Et puis, un nouveau drame. Le 2 avril 2012, le vol UTA-120 de la compagnie aérienne UTair s’écrase quelques instants après le décollage, près de l’aéroport international Roshchino, non loin de la ville de Tioumen. L’appareil, un ATR-72, devait rejoindre la ville de Sourgout avec à son bord quatre membres d’équipage et 39 passagers. Trente personnes sont mortes avant l’arrivée des secours, une est décédée pendant son évacuation, deux autres à l’hôpital des suites de leurs blessures.
Un an plus tard, selon le quotidien russe Kommersant, l’enquête menée pointe du doigt plusieurs personnes : le commandant de bord, qui n’a pas demandé l’application du traitement antigel sur l’appareil et les employés d’UTair-Technik, qui auraient dû insister sur le bon suivi des mesures contre le froid. En outre, lors du décrochage de l’avion, l’équipage n’a pas pris les dispositions adéquates, démontrant un manque de formation.
Prison et indemnisation
Au terme de la procédure pénale, la justice russe a jugé coupables deux personnes. Anatoly Petrochenko et Andrei Pisarev, membres de l’équipe technique au sol, ont été condamnés à cinq ans et un mois de colonie pénitentiaire. Le pilote, Sergei Antsin, a été reconnu responsable, mais en raison de son décès lors de l’accident, les charges contre lui ont été abandonnées.
Question indemnisation, comme l’explique David Kukhalashvili, « la compagnie aérienne UTair a été obligée de verser jusqu’à deux millions de roubles (28 700 €). Elle avait un mois après le crash pour le faire. Mais cela ne voulait pas dire que l’affaire était terminée ».
En France
Pour obtenir une indemnisation plus importante, les avocats décident d’attaquer en France l’entreprise ATR et la compagnie aérienne UTair. « Nous avions l’information que l’avion avait des problèmes de fabrication », raconte David Kukhalashvili. Un élément qui leur permet d’espérer la compétence de la justice française.
Fin 2013, des victimes et ayants droit ont donc assigné devant le tribunal de grande instance de Toulouse les deux entreprises. Pour ces dernières, comme le note le juge de mise en état dans une ordonnance du 27 octobre 2016, « en l’absence de tout commencement de preuve rendant vraisemblable une mesure d’instruction visant cette société [ATR], l’assignation revêt un caractère artificiel destiné à contourner l’application des règles de compétence pour rattacher l’indemnisation aux barèmes d’indemnisation pratiqués en France ».

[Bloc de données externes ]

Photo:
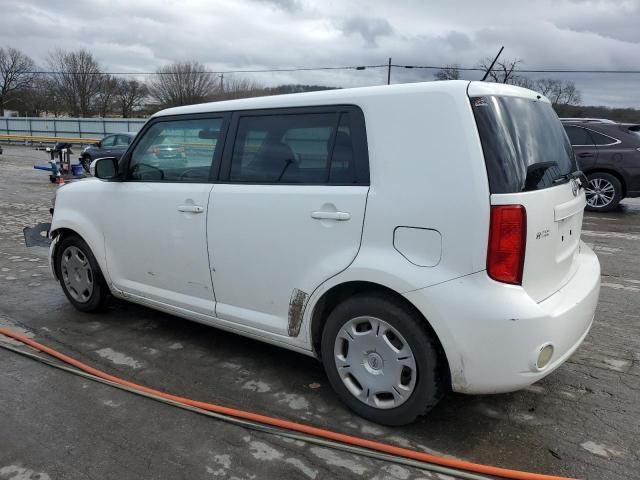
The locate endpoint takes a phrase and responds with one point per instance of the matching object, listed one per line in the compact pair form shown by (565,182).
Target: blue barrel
(77,170)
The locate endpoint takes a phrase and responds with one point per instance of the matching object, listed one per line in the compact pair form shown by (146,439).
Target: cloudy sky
(141,35)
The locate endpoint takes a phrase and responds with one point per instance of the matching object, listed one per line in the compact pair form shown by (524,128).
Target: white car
(417,238)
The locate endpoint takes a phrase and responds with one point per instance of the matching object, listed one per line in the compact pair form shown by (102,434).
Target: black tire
(99,292)
(430,384)
(603,178)
(86,162)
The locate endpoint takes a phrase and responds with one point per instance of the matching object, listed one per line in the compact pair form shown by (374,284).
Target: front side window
(176,151)
(578,136)
(123,140)
(308,148)
(108,141)
(525,147)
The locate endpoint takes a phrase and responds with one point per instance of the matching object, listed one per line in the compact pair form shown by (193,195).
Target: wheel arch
(610,171)
(341,291)
(94,240)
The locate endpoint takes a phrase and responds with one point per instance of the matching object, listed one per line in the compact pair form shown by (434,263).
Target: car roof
(357,96)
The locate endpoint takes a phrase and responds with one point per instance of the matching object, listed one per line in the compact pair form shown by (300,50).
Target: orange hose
(289,425)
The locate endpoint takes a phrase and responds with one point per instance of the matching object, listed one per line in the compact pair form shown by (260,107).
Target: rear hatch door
(530,162)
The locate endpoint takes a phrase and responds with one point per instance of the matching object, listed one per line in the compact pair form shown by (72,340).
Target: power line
(350,67)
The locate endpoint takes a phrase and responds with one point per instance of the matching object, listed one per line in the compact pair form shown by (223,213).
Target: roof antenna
(492,64)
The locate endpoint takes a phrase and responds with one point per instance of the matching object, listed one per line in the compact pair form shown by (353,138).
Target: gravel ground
(583,420)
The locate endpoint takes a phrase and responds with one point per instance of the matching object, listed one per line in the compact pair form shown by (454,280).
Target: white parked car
(416,238)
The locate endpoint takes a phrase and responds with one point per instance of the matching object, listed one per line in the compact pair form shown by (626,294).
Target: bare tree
(503,71)
(449,72)
(559,92)
(77,80)
(129,95)
(105,100)
(236,87)
(16,74)
(182,84)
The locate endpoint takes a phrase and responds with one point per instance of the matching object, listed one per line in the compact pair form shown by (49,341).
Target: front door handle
(191,208)
(339,216)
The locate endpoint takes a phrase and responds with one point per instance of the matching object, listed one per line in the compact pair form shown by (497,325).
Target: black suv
(109,146)
(609,154)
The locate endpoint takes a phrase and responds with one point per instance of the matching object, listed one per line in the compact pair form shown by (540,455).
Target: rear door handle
(339,216)
(191,208)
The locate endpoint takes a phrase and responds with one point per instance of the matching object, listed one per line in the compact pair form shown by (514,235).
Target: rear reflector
(507,243)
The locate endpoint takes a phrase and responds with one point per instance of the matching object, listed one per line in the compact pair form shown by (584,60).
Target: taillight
(507,243)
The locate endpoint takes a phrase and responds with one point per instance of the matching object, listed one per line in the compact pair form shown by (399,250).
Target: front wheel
(604,192)
(381,359)
(80,275)
(85,161)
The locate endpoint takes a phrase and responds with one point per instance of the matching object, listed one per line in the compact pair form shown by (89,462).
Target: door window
(578,136)
(108,141)
(308,148)
(123,140)
(176,151)
(602,140)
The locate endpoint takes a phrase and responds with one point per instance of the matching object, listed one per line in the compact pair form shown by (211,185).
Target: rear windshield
(525,146)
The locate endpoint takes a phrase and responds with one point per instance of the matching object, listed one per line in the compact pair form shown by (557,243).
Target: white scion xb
(416,238)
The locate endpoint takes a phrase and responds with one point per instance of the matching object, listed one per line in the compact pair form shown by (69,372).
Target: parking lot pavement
(583,420)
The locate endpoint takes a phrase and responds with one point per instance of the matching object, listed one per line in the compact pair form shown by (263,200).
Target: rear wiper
(535,172)
(577,175)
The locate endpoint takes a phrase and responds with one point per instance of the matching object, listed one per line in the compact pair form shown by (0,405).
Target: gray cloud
(367,27)
(246,34)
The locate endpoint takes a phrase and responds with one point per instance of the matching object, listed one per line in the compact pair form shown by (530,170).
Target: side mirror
(105,168)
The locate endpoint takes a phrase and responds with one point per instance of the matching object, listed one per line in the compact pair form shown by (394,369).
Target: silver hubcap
(77,274)
(599,192)
(375,362)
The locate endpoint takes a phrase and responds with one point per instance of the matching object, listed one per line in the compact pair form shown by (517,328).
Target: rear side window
(525,146)
(578,136)
(304,148)
(601,139)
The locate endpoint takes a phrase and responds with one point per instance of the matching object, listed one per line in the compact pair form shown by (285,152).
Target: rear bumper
(492,333)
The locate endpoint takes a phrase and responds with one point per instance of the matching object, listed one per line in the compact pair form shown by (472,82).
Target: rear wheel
(381,360)
(80,275)
(604,192)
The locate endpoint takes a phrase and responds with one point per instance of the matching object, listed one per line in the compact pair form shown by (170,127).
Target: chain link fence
(89,128)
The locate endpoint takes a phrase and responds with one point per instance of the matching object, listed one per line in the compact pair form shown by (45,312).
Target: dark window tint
(524,144)
(123,140)
(176,151)
(108,141)
(342,161)
(601,139)
(578,136)
(294,148)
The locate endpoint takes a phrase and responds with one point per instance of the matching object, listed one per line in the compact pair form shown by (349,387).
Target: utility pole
(486,74)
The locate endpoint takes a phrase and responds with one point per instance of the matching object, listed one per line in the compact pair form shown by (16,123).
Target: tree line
(559,92)
(73,83)
(76,85)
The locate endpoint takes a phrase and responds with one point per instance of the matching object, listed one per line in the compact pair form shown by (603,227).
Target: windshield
(525,147)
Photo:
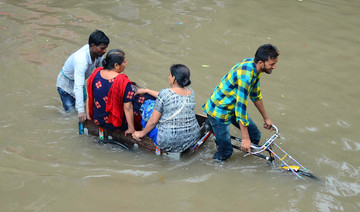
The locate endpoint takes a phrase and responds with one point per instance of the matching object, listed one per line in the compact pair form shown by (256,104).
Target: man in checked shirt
(227,104)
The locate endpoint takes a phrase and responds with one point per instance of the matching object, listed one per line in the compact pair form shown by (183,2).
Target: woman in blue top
(174,114)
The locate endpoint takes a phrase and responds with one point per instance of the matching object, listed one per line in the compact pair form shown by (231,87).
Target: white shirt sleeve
(79,82)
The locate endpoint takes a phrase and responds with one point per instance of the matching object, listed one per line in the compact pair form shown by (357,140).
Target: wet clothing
(228,105)
(75,71)
(106,99)
(176,133)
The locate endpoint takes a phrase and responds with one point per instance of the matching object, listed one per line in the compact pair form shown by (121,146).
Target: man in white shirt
(77,68)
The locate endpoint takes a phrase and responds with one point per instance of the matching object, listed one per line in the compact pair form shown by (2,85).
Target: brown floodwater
(312,96)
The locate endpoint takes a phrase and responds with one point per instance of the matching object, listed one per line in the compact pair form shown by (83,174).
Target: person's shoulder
(83,51)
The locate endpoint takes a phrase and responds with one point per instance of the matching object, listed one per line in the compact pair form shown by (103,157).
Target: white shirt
(77,69)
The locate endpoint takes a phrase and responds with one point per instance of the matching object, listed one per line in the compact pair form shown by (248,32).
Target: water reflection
(312,97)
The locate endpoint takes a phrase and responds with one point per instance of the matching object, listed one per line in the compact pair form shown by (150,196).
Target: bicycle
(258,151)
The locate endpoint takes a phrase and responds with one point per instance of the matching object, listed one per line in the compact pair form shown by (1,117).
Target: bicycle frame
(267,146)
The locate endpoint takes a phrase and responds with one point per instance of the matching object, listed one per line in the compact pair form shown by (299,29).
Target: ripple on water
(342,188)
(324,202)
(350,145)
(343,124)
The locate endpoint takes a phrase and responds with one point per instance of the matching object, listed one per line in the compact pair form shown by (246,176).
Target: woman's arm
(154,119)
(129,114)
(148,91)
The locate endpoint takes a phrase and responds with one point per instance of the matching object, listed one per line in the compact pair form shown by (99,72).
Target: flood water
(312,96)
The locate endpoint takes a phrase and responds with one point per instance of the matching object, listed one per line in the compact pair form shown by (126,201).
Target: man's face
(269,65)
(99,50)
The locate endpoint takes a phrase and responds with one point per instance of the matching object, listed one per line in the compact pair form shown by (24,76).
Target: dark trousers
(223,137)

Et le juge, avant de faire droit à l’exception d’incompétence soulevée, de rajouter que « les défenderesses font remarquer que les extraits du rapport mettant en cause le système de dégivrage (…) concernent un autre appareil ».
Trois ans après, le 22 novembre 2017, rebondissement. La cour d’appel rend un arrêt contradictoire, dont voici le motif central : « Attendu qu’au soutien de l’action en responsabilité engagée à l’encontre du GIE ATR les demandeurs invoquent, dans leur acte introductif d’instance, un défaut de conception dans la gestion du givre sur les ailes du modèle de première génération de l’aéronef de marque et type ATR 72-201 ; que ce moyen, qui est bien en relation avec l’activité de constructeur d’aéronefs du GIE ATR, dont le siège social est situé en France, suffit à qualifier de réelle et sérieuse la qualité de ce défendeur à l’instance introduite devant le tribunal de grande instance de Toulouse ».
Un arrangement éventuel
Un flou subsiste toutefois. L’arrêt précise « qu’en vue d’une bonne administration de la justice, il convient de surseoir à statuer dans l’attente des décisions judiciaires définitives à rendre par les juridictions de Russie ».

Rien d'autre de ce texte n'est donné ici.